Associate professor of English, Sam Fallon (SUNY Geneseo/Matt Burkhartt)
Author
Publication
Milton Studies (2025)
Abstract
Milton’s worldly, prosaic Manoa has won few admirers, and his plot to ransom Samson in Samson Agonistes often elicits puzzlement. This essay situates Manoa in relation to the soteriological anxieties that Milton’s tragedy explores. Drawing on Freud’s psychoanalytic account of monotheism, I suggest that Manoa’s presence clarifies the paternal substitution realized in Samson’s elevation by God, but also threatens to unsettle it. Whereas Yahweh chooses Samson, Manoa’s love is fundamentally choiceless—an expression of an absolute bond.

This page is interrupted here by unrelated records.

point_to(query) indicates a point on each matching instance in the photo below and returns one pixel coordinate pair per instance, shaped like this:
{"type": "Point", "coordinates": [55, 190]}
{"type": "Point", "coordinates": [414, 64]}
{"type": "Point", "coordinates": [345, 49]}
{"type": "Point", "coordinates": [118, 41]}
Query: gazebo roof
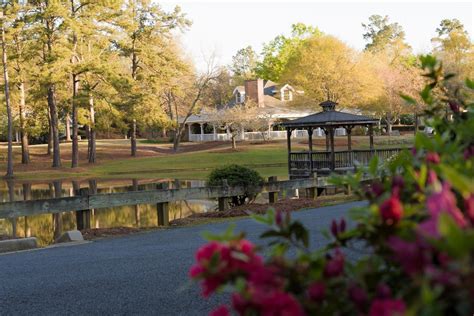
{"type": "Point", "coordinates": [329, 116]}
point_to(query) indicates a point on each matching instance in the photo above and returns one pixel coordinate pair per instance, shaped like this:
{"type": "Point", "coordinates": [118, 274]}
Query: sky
{"type": "Point", "coordinates": [221, 28]}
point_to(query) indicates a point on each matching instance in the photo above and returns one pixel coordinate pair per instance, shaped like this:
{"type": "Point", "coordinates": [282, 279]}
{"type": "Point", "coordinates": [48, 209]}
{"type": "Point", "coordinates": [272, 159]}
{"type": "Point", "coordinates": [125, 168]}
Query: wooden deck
{"type": "Point", "coordinates": [303, 164]}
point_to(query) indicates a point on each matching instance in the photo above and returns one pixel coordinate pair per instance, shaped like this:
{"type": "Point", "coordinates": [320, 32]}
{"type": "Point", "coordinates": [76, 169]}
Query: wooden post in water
{"type": "Point", "coordinates": [162, 209]}
{"type": "Point", "coordinates": [137, 207]}
{"type": "Point", "coordinates": [311, 192]}
{"type": "Point", "coordinates": [272, 196]}
{"type": "Point", "coordinates": [347, 189]}
{"type": "Point", "coordinates": [57, 217]}
{"type": "Point", "coordinates": [83, 217]}
{"type": "Point", "coordinates": [26, 197]}
{"type": "Point", "coordinates": [223, 202]}
{"type": "Point", "coordinates": [162, 212]}
{"type": "Point", "coordinates": [11, 198]}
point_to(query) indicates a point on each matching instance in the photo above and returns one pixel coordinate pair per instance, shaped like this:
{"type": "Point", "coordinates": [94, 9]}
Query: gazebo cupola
{"type": "Point", "coordinates": [328, 105]}
{"type": "Point", "coordinates": [305, 163]}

Reading Samson against two other Judges tragedies—Buchanan’s and Vondel’s plays about Jephthah’s sacrifice—I argue that Milton’s play reveals both the allure of chosenness and its psychological impasses. Manoa’s unconditional love offers a release from the drama of election. But Samson’s tragedy is that he can only reject it: to accept a love that demands nothing, that needs no choice, would mean giving up his most cherished wish—the wish to be chosen.
Main research questions
1.) What explains Milton's invention of a role for Manoa, in a work that otherwise hews closely to his biblical source?
2.) What position does Milton take in Samson Agonistes in relation to Protestant debates about salvation and predestination?
3.) What are the psychological implications of Milton's representation of fathers and sons?
What the research builds on
Milton's tragedy has occasioned a huge amount of commentary, but most of it dismissive of Manoa, who strikes critics as prosaic and worldly, unable to grasp Samson's higher, divine calling.
What the research add to the discussion
The essay shows how Manoa's bid to ransom his son emphasizes the difference between his paternal love--which is unchosen and unconditional--and the love offered by the substitute father, God, who first chooses and distinguishes Samson and then abandons him. Recognizing this opposition permits us to see how the tragedy subtly valorizes Manoa, and how that valorization articulates Milton's simultaneous discomfort with and attraction to the idea of divine election.